Many of those who were opposed to the trial’s process said that the two treatments of Tuberculosis and the HIV  would wear the body down if done at similar times. Additional difficulties could be created for the body, which could already face toxicity with the required seven pills a day. The treatment was not risk-free either. It was possible that the immune system could become increasingly inflamed as it “rebound[ed] from HIV’s suppressive influence.” This trial was also available to patients who had an extremely strong immune system (given their diagnosis) at the time of treatment. Nevertheless, the benefits of the treatment have been much greater and more substantial than those doctors’ fears holding co-infected individuals from getting treated.

Doctors are still learning how the CAMELIA treatment can be improved and altered for the future. However, there has been enormous success with moving the treatments of co – infected Tuberculosis and HIV patients closer by six weeks. In just Cambodia, 661 patients participated in the CAMELIA trial, and less than one percent of the population participating, missed an appointment of the 8,955 scheduled for the population at the five separate hospitals.

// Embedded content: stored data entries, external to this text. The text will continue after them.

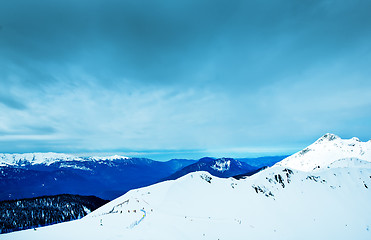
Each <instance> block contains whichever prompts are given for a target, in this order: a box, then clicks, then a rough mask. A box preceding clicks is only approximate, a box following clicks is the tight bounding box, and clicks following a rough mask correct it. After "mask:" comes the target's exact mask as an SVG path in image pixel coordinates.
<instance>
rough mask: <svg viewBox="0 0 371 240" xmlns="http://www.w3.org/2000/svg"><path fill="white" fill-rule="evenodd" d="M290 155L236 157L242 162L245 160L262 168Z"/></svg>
mask: <svg viewBox="0 0 371 240" xmlns="http://www.w3.org/2000/svg"><path fill="white" fill-rule="evenodd" d="M287 157H288V155H283V156H267V157H257V158H236V160H238V161H240V162H245V163H247V164H249V165H250V166H253V167H257V168H262V167H271V166H273V165H274V164H276V163H277V162H279V161H281V160H283V159H285V158H287Z"/></svg>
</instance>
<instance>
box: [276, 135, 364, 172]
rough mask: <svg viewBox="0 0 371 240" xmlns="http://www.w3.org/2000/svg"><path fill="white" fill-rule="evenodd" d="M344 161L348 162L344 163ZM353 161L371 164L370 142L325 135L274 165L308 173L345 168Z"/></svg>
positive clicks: (335, 135) (345, 162) (336, 136)
mask: <svg viewBox="0 0 371 240" xmlns="http://www.w3.org/2000/svg"><path fill="white" fill-rule="evenodd" d="M345 159H348V160H349V161H344V160H345ZM354 161H356V162H358V163H359V162H371V141H368V142H361V141H360V140H359V139H358V138H356V137H353V138H351V139H341V138H340V137H338V136H336V135H335V134H331V133H327V134H325V135H323V136H322V137H320V138H319V139H318V140H317V141H315V142H314V143H313V144H311V145H309V146H308V147H306V148H305V149H303V150H301V151H300V152H297V153H295V154H294V155H292V156H289V157H287V158H286V159H284V160H282V161H281V162H279V163H277V164H276V165H277V166H284V167H288V168H292V169H296V170H300V171H307V172H308V171H317V170H321V169H323V168H330V167H335V166H336V167H345V166H349V164H352V163H354ZM338 162H343V163H344V164H345V165H344V164H340V165H339V164H338Z"/></svg>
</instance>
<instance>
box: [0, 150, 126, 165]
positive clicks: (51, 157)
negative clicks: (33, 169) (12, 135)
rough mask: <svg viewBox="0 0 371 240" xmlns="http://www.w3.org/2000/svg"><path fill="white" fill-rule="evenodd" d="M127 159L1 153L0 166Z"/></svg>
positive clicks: (110, 156)
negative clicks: (1, 153)
mask: <svg viewBox="0 0 371 240" xmlns="http://www.w3.org/2000/svg"><path fill="white" fill-rule="evenodd" d="M122 159H129V157H125V156H119V155H113V156H108V157H79V156H75V155H71V154H64V153H54V152H48V153H14V154H8V153H2V154H0V166H9V165H11V166H26V165H38V164H43V165H50V164H53V163H56V162H71V161H106V160H111V161H114V160H122Z"/></svg>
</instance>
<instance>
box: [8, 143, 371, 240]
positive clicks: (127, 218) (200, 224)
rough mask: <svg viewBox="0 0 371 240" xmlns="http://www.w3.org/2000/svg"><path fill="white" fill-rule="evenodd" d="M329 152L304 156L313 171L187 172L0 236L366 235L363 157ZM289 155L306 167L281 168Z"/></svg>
mask: <svg viewBox="0 0 371 240" xmlns="http://www.w3.org/2000/svg"><path fill="white" fill-rule="evenodd" d="M326 141H327V140H326ZM329 142H331V141H328V142H327V143H326V142H325V141H324V143H325V144H328V143H329ZM340 142H341V141H340V140H339V143H338V144H339V145H340ZM343 143H344V144H348V140H344V141H343ZM343 143H341V144H343ZM321 144H323V143H321ZM331 144H332V143H331ZM331 144H330V145H329V146H331ZM354 147H355V149H358V148H357V146H356V145H355V146H354ZM349 149H350V148H349ZM362 149H365V151H367V149H368V148H367V147H366V148H363V147H362ZM315 151H316V150H315ZM332 151H334V152H333V155H331V156H336V158H338V159H336V160H334V159H335V158H334V159H332V160H331V161H327V160H326V161H322V160H320V162H318V159H317V158H315V159H313V160H310V158H309V157H306V159H307V161H316V163H315V166H316V165H317V164H318V163H321V165H320V168H315V169H314V170H313V169H311V165H310V164H311V163H305V161H304V160H303V159H301V158H299V157H296V158H294V157H292V158H290V157H289V159H290V161H287V159H286V160H283V162H282V164H277V165H275V166H273V167H271V168H268V169H265V170H263V171H261V172H259V173H257V174H255V175H253V176H251V177H247V178H245V179H240V180H236V179H234V178H228V179H222V178H217V177H214V176H212V175H210V174H209V173H207V172H194V173H190V174H187V175H186V176H183V177H181V178H179V179H177V180H172V181H166V182H162V183H158V184H155V185H152V186H148V187H144V188H140V189H136V190H132V191H129V192H128V193H126V194H125V195H123V196H121V197H119V198H117V199H115V200H113V201H111V202H109V203H108V204H106V205H104V206H102V207H101V208H99V209H97V210H95V211H94V212H92V213H90V214H89V215H87V216H86V217H84V218H83V219H80V220H76V221H73V222H67V223H62V224H57V225H53V226H48V227H42V228H38V229H36V230H33V229H31V230H25V231H21V232H14V233H10V234H4V235H1V239H5V240H6V239H12V240H17V239H19V240H20V239H22V240H23V239H28V240H33V239H35V240H36V239H37V240H43V239H53V240H59V239H60V240H62V239H63V240H65V239H93V240H95V239H96V240H98V239H99V240H104V239H107V240H108V239H110V240H111V239H133V240H135V239H138V240H139V239H146V240H148V239H158V240H160V239H161V240H168V239H169V240H170V239H171V240H173V239H182V240H183V239H184V240H186V239H220V240H221V239H228V240H233V239H236V240H237V239H259V240H260V239H263V240H264V239H269V240H270V239H284V240H290V239H295V240H297V239H304V240H305V239H308V240H309V239H311V240H312V239H316V240H318V239H326V240H327V239H337V240H338V239H344V240H345V239H346V240H348V239H357V240H363V239H364V240H369V239H371V206H370V202H371V167H370V164H371V163H370V161H369V159H368V158H364V159H360V158H359V155H357V154H358V152H357V154H356V155H351V154H349V155H347V154H341V153H339V152H335V151H342V150H339V149H338V148H332ZM353 152H356V151H353ZM368 154H369V153H368V152H365V154H363V156H369V155H368ZM318 156H320V154H318ZM326 156H327V155H326ZM319 159H324V158H319ZM295 161H298V162H300V164H298V165H297V166H305V169H308V171H304V170H302V169H295V168H289V167H288V165H290V164H293V163H295ZM301 163H303V164H304V165H301ZM295 166H296V165H295ZM309 166H310V167H309Z"/></svg>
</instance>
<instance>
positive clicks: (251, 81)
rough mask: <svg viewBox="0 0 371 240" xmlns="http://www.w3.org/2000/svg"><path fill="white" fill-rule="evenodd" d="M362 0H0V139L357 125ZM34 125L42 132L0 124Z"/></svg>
mask: <svg viewBox="0 0 371 240" xmlns="http://www.w3.org/2000/svg"><path fill="white" fill-rule="evenodd" d="M370 10H371V3H370V2H369V1H362V0H359V1H331V0H329V1H324V0H323V1H320V0H317V1H233V2H231V1H222V0H217V1H215V0H214V1H211V0H210V1H165V0H163V1H113V0H112V1H95V0H94V1H42V0H35V1H24V0H14V1H8V2H4V3H1V6H0V26H1V27H0V52H1V54H0V89H1V90H0V107H1V108H2V111H1V112H2V113H1V116H0V117H1V124H0V132H9V134H8V135H6V134H3V137H2V139H0V141H2V142H4V143H6V142H7V143H9V141H12V142H14V141H16V140H19V141H26V142H32V141H34V142H36V141H37V143H38V144H37V145H43V143H45V146H50V144H47V143H46V142H47V141H49V142H50V141H55V142H64V141H68V139H71V141H74V142H76V146H78V147H76V149H79V151H80V150H84V149H85V150H105V149H108V150H109V149H119V148H125V149H146V148H158V149H164V148H174V149H197V148H202V149H216V148H221V147H225V148H228V147H230V148H232V147H239V148H241V147H248V146H252V145H254V146H255V145H256V146H267V147H268V146H273V145H277V144H280V143H281V142H283V144H282V146H279V147H282V149H284V148H285V147H286V149H287V148H290V147H292V146H294V145H295V146H298V144H299V145H300V144H303V143H304V144H306V143H308V142H310V141H311V140H313V138H314V137H317V136H318V135H320V134H322V133H323V132H328V131H334V132H335V133H338V134H340V135H344V136H345V137H348V136H351V135H358V136H360V137H361V138H362V137H363V138H369V137H370V136H368V134H367V133H368V132H370V130H371V129H370V126H369V124H367V122H370V120H371V119H370V114H369V109H370V105H371V102H370V100H369V97H368V96H370V93H371V83H370V80H369V76H370V67H369V66H370V63H371V59H370V58H371V55H370V53H371V47H370V44H369V42H370V38H371V31H370V28H369V26H370V25H371V15H370V14H369V13H370ZM164 108H165V109H164ZM303 109H305V111H303ZM94 110H95V111H94ZM345 111H346V112H347V113H348V114H344V112H345ZM82 113H84V114H82ZM160 113H161V114H160ZM106 115H109V116H111V117H112V119H107V117H106ZM330 115H331V117H330ZM85 116H89V117H85ZM15 118H16V120H14V119H15ZM169 118H170V119H172V120H169ZM204 118H206V119H204ZM62 119H63V120H64V121H65V122H67V123H64V122H63V121H62ZM273 119H275V120H273ZM329 119H331V121H329ZM85 121H86V122H89V123H86V122H85ZM102 121H104V122H106V123H107V122H108V124H107V125H105V126H101V123H102ZM350 122H352V123H353V124H351V125H350V124H349V123H350ZM40 124H41V125H45V127H46V128H48V129H53V131H50V133H49V135H50V136H49V137H48V138H47V139H45V134H44V133H43V131H42V130H40V132H39V133H37V131H35V134H34V138H33V139H26V140H25V139H22V138H21V137H15V136H16V135H14V134H11V133H12V132H14V129H22V127H23V126H30V125H31V126H33V125H37V126H39V125H40ZM291 128H294V129H295V130H296V131H295V132H296V134H295V133H293V132H292V131H290V130H291ZM144 129H145V131H144ZM180 129H181V130H180ZM81 132H83V135H82V134H79V135H75V134H76V133H81ZM117 132H120V133H121V134H116V133H117ZM190 133H192V134H190ZM212 135H218V136H219V138H218V140H216V139H215V138H214V137H213V136H212ZM17 136H18V135H17ZM49 138H50V139H49ZM72 139H73V140H72ZM102 139H103V140H102ZM133 139H134V140H133ZM152 139H160V141H158V144H154V143H153V141H152ZM179 139H182V141H181V140H179ZM112 142H113V143H112ZM110 143H112V144H110ZM6 145H7V147H4V148H3V149H0V150H1V151H17V150H19V151H23V149H26V148H25V147H17V146H26V145H27V144H22V145H19V144H18V145H14V144H6ZM3 146H5V145H3ZM12 146H14V147H12ZM29 146H30V145H29ZM300 147H301V145H300ZM45 148H48V147H45ZM27 149H30V147H27ZM40 149H44V147H43V148H40ZM50 149H54V150H55V149H60V150H61V151H63V145H62V144H57V143H56V144H55V146H54V147H53V148H50Z"/></svg>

Many doctors, Cambodian citizens, and observers wanted this trial to work, and it was happening! The World Health Organization (WHO) should be encouraging this treatment more! Thirty three more percent of the initially co-infected patients of Cambodia are living! So where will the trial go next to help co – infected Tuberculosis and HIV patients? Ethiopia.

Killing Two Birds with One Stone

Credit: Fillmore Photography Flickr

Can you imagine having TWO life threatening diseases? Well, for some in Cambodia, that is the case. HIV and TB are two very common diseases that plague Cambodia, as well as other countries. Typically, a patient would go through TB treatment for two months and then begin HIV treatment. However, a new study done by Dr. Anne Goldfeld, the Program in Cellular and Molecule Medicine at Children’s Hospital Boston, and the CAMELIA (Cambodian Early versus Late Introduction of Antiretrovirals) shows that people with HIV and TB can benefit by being introduced HIV Treatment two weeks, instead of two months, after TB treatment was started. 

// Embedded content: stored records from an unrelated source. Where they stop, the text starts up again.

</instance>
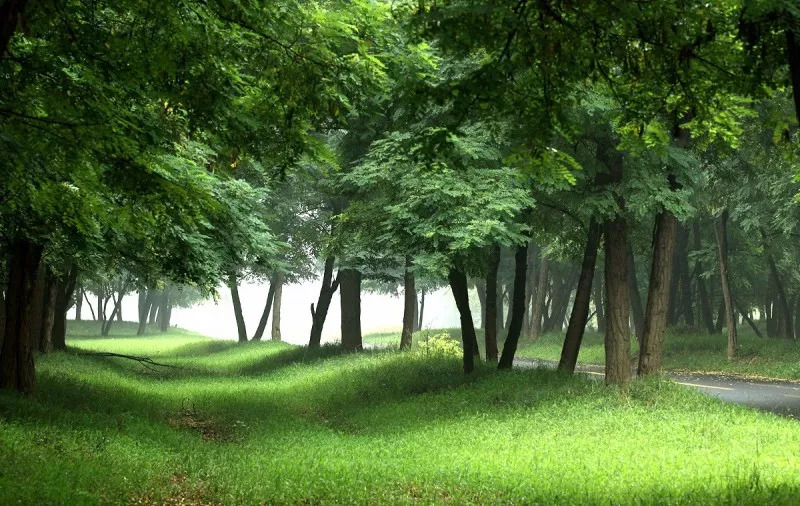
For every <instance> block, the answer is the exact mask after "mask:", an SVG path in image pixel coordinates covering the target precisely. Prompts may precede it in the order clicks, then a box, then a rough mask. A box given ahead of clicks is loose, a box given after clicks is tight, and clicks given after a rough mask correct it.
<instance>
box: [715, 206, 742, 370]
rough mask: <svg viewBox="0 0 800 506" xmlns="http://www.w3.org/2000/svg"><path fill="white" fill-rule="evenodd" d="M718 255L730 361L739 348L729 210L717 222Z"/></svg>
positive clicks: (729, 357) (716, 232)
mask: <svg viewBox="0 0 800 506" xmlns="http://www.w3.org/2000/svg"><path fill="white" fill-rule="evenodd" d="M715 231H716V236H717V254H718V255H719V274H720V280H721V282H722V300H723V303H724V304H725V321H726V322H727V324H728V360H733V358H734V357H735V356H736V348H737V347H738V336H737V335H736V321H735V320H734V317H733V299H732V297H731V288H730V283H729V282H728V210H727V209H726V210H724V211H722V216H720V218H719V220H717V223H716V227H715Z"/></svg>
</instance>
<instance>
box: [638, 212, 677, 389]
mask: <svg viewBox="0 0 800 506" xmlns="http://www.w3.org/2000/svg"><path fill="white" fill-rule="evenodd" d="M657 220H658V221H657V222H656V230H655V240H654V241H653V242H654V244H653V263H652V265H651V268H650V284H649V286H648V292H647V309H646V310H645V316H644V334H643V335H642V342H641V345H640V347H639V369H638V373H639V376H647V375H648V374H653V373H658V372H660V371H661V367H662V364H663V357H664V334H665V332H666V330H667V312H668V309H669V307H668V306H669V300H670V299H669V293H670V286H671V283H670V282H671V280H672V279H671V278H672V266H673V264H674V255H675V239H676V237H675V236H676V233H677V228H678V220H676V219H675V216H673V215H672V213H670V212H669V211H666V210H664V211H661V213H659V215H658V218H657Z"/></svg>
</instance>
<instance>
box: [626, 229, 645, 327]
mask: <svg viewBox="0 0 800 506" xmlns="http://www.w3.org/2000/svg"><path fill="white" fill-rule="evenodd" d="M627 257H628V291H629V294H630V298H631V314H632V315H633V328H634V332H635V335H636V340H637V341H638V342H639V343H641V342H642V335H644V309H643V308H642V298H641V296H640V295H639V282H638V281H637V280H636V259H635V257H634V255H633V247H632V246H631V245H630V243H628V253H627Z"/></svg>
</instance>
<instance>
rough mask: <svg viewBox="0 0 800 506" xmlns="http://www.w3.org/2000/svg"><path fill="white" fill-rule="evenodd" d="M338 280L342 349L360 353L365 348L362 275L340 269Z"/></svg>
mask: <svg viewBox="0 0 800 506" xmlns="http://www.w3.org/2000/svg"><path fill="white" fill-rule="evenodd" d="M338 278H339V282H340V285H339V300H340V302H341V312H342V318H341V331H342V347H343V348H344V349H345V350H347V351H359V350H361V349H363V347H364V346H363V344H362V340H361V273H360V272H359V271H357V270H355V269H339V275H338ZM412 294H413V290H412ZM412 314H413V312H412Z"/></svg>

Doctors and researchers used to believe that the two medicines too much for the body to handle. Combining these two treatments would include taking seven, yes seven, pills a day. In addition, the pills would actually work against each other, the TB pills would work up the immune system to attack the TB and the HIV pills would suppress the immune system to stop the HIV from getting worse. This would put a massive strain on the body. However, this new study shows that the combination of the treatments can actually benefit the patient.

As of now there is no specific research or answers as to why the combination of the TB treatment and the HIV treatment is so effective. However, the study’s results are definitive. The patients that started the HIV treatment two weeks after starting the TB treatment had a better survival rate than those that started the HIV treatment later, 33% greater, to be exact.

Although the study did not give the exact reason behind this beneficial combination, it opened the door to a multitude of possibilities for HIV and TB sufferers around the world.